I have pointer members which point to the given parameters.我有指向给定参数的指针成员。
I have to overload operator[] and write size() method (only one of each) that work with both but I don't know how to differentiate between the given types.我必须重载 operator[] 并编写 size() 方法(每个方法只有一个),但我不知道如何区分给定的类型。

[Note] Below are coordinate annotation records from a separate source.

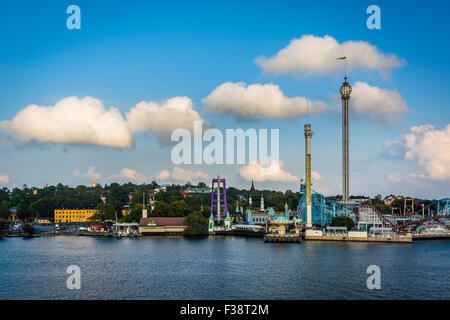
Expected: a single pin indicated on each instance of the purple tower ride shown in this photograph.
(219, 199)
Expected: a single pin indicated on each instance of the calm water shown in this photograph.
(220, 268)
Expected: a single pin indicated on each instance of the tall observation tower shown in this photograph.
(346, 91)
(308, 135)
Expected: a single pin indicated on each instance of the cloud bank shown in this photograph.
(311, 55)
(4, 178)
(163, 118)
(130, 175)
(258, 100)
(90, 174)
(258, 172)
(70, 121)
(383, 105)
(430, 148)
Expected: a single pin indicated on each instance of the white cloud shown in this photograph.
(258, 100)
(259, 173)
(90, 174)
(430, 148)
(380, 104)
(417, 175)
(163, 118)
(394, 177)
(311, 55)
(131, 175)
(315, 175)
(4, 178)
(70, 121)
(183, 175)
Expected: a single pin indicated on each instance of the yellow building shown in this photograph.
(63, 215)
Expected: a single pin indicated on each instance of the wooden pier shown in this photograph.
(360, 239)
(268, 237)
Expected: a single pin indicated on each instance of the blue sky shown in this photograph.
(128, 52)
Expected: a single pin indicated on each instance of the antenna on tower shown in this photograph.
(307, 110)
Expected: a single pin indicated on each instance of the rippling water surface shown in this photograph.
(220, 268)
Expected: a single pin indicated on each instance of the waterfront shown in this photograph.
(220, 268)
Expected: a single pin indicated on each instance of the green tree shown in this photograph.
(342, 221)
(197, 224)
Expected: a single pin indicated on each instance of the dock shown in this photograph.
(430, 236)
(268, 237)
(360, 239)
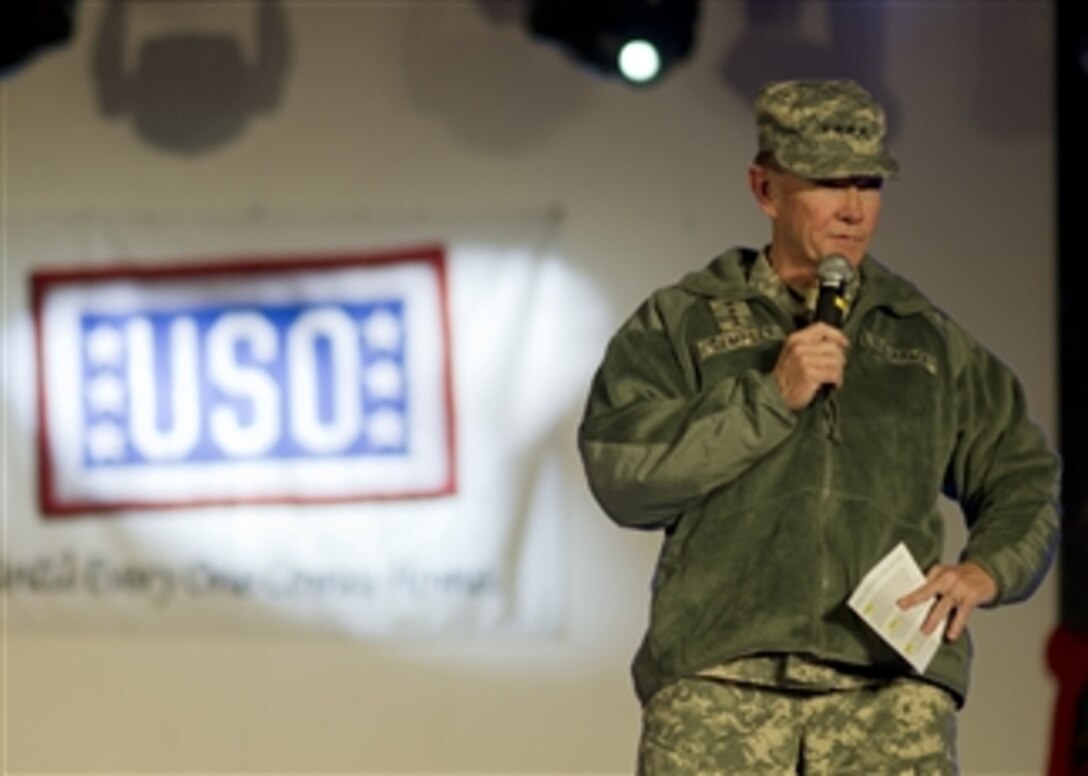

How can I tell which constructor was called?如何判断调用了哪个构造函数?
Thanks in advance.提前致谢。
template<typename T, typename F>
class view {
const T* arrayT;
const std::vector<T>* vectT;
size_t* sizeArray;
F functor{};
view(const T array[], rsize_t sze) {
arrayT = array;
sizeArray = &sze;
}
view(const std::vector<T> vect) {
vectT = &vect;
}
int size() const{
if( ?????){
return sizeArray;
} else {
return vecT-> size();
}
}
T view<T, F>::operator[](int index) const {
if(????) {
functor(arrayT[index]);
} else {
return functor(vectT->at(index));
}
}
if you are doing c++17, I would advise you to have a look at constexpr if https://en.cppreference.com/w/cpp/language/if#Constexpr_If如果你正在做 c++17,我建议你看看constexpr if https://en.cppreference.com/w/cpp/language/if#Constexpr_If
It is a new language feature that kinds of lets you perform if at compile time.这是一种新的语言功能,可以让您在编译时执行。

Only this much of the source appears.